Precision measurement of Compton scattering in silicon with a skipper CCD for dark matter detection

TL;DR

This study precisely measures low-energy Compton scattering in silicon using a skipper CCD, revealing discrepancies with standard models and providing data crucial for dark matter detection experiments.

Contribution

It provides the first experimental validation of Compton scattering spectra at energies below 100 eV in silicon, challenging existing simulation models.

Findings

Relativistic impulse approximation does not match measured spectra below 0.5 keV.

Detected scattering on valence electrons below 100 eV for the first time.

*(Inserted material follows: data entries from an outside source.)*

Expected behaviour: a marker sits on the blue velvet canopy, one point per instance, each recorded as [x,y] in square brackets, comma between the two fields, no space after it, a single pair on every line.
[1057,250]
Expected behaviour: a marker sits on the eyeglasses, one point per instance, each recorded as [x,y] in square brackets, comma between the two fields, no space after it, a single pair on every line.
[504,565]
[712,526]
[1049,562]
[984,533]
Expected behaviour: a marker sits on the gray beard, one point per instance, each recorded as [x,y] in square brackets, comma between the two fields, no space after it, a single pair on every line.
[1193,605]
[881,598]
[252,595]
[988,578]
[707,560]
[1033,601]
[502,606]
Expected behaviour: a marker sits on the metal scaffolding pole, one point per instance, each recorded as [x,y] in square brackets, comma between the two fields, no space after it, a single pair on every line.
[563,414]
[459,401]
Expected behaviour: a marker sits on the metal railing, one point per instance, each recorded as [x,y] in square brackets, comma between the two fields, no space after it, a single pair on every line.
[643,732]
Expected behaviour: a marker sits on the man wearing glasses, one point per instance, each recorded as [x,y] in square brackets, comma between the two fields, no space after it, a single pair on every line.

Data aligns better with ab initio calculations than with standard Monte Carlo models.

Abstract

Experiments aiming to directly detect dark matter through particle recoils can achieve energy thresholds of $\mathcal{O}(1\,\mathrm{eV})$. In this regime, ionization signals from small-angle Compton scatters of environmental $\gamma$-rays constitute a significant background. Monte Carlo simulations used to build background models have not been experimentally validated at these low energies. We report a precision measurement of Compton scattering on silicon atomic shell electrons down to 23$\,$eV. A skipper charge-coupled device (CCD) with single-electron resolution, developed for the DAMIC-M experiment, was exposed to a $^{241}$Am $\gamma$-ray source over several months. Features associated with the silicon K, L$_{1}$, and L$_{2,3}$-shells are clearly identified, and scattering on valence electrons is detected for the first time below 100$\,$eV. We find that the relativistic impulse approximation for Compton scattering, which is implemented in Monte Carlo simulations commonly used by direct detection experiments, does not reproduce the measured spectrum below 0.5$\,$keV. The data are in better agreement with $ab$ $initio$ calculations originally developed for X-ray absorption spectroscopy.